Produção de algodão passa a se concentrar no meio do ano

02/05/2007

Produção de algodão passa a se concentrar no meio do ano

Indústrias e cotonicultores vão precisar se adaptar a uma nova realidade da produção de algodão: a concentração da safra no meio do ano. Na atual temporada, apenas 6% da colheita foi efetivada para 8% no ano passado e uma média de 15% nos últimos quatro anos. A diminuição da área em São Paulo e no Paraná, cuja colheita começa mais cedo - em março - e a migração do cultivo em Goiás para áreas mais altas - onde o amadurecimento da fibra é mais tardio - devem fazer com que cada vez mais a entrada da safra seja tardia.


Há quatro safras, o Sul e o Sudeste respondiam por 24,4% da produção brasileira, segundo dados da Companhia Nacional de Abastecimento (Conab). Na atual temporada, 5,3% da safra virá destas regiões. O resultado disso é que, teoricamente em "plena safra", os preços da fibra valorizaram-se. No início de abril estavam cotados a R$ 1,35 a libra-peso (posto em São Paulo). No final do mês eram avaliados em R$ 1,42 a libra-peso, na mesma praça, alta de 5,1%.


"Com o calendário concentrado, toda a cadeia produtiva vai ter de se adaptar", diz Miguel Biegai Júnior, analista da Safras & Mercado.
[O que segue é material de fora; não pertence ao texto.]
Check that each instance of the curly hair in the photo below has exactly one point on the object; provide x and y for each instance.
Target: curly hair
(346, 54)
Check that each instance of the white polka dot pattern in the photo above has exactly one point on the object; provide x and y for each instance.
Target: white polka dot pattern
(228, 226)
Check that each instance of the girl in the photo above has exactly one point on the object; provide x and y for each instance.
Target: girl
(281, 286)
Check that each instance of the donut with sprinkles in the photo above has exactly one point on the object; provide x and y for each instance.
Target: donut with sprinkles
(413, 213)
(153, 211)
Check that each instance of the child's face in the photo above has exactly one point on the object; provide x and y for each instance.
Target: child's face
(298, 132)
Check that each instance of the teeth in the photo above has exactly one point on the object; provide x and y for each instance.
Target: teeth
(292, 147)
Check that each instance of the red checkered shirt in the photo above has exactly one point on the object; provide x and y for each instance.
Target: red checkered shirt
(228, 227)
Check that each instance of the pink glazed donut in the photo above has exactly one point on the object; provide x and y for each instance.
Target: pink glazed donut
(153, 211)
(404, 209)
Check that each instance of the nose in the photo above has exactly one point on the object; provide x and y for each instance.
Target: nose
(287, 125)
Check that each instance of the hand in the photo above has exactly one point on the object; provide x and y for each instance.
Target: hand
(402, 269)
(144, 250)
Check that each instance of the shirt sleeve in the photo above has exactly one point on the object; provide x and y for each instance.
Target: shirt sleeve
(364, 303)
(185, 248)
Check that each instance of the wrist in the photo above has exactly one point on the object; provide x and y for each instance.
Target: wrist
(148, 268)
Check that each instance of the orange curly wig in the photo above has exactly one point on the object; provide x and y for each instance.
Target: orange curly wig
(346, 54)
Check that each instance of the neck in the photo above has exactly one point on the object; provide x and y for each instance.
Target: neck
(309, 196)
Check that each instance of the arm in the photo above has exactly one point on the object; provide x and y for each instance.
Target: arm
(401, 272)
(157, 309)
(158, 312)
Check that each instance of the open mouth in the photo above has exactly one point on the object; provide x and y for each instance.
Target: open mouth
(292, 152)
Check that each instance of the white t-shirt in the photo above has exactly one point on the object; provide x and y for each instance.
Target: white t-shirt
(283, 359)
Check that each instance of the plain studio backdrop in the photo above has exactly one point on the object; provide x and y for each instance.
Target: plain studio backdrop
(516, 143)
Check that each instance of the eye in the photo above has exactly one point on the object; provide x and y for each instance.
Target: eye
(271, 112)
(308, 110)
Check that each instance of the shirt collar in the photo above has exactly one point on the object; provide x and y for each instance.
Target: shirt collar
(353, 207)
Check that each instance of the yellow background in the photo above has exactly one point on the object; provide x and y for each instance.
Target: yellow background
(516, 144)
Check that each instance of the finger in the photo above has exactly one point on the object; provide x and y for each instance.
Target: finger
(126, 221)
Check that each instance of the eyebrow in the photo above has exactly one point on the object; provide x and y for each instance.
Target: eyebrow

Segundo ele, por um lado, a indústria pode ter de pagar preços mais altos no primeiro semestre por causa da oferta reduzida e, por outro, o produtor pode ter quedas bruscas nas cotações da fibra em decorrência de um volume grande disponível em um curto prazo de tempo. Por isso, em sua avaliação, a melhor alternativa ao setor têxtil será passar a ter uma programação de recebimentos, com a compra antecipada para a garantia do produto. Hoje os cotonicultores já tentam se precaver desta baixa nos preços com a venda antecipada para a exportação - cerca de 40% da safra atual já foi comercializada antes do plantio.


Biegai Júnior explica que a produção no Sul e Sudeste diminuiu em função de preço e de revezes climáticos. Com isso, a cana-de-açúcar ganhou espaço. Há quatro safras, a área cultivada com algodão em São Paulo era de 59,9 mil hectares - hoje são 27,6 mil hectares . No Paraná eram 29,3 mil hectares e atualmente são 12,9 mil hectares. O analista diz que, em virtude da oferta reduzida, a indústria está tendo de pagar o que o produtor pede ou importar. E apesar de o dólar favorecer a compra de outro país, Biegai Júnior diz que as máquinas das indústrias precisam ser calibradas para estas fibras, favorecendo a aquisição no mercado interno.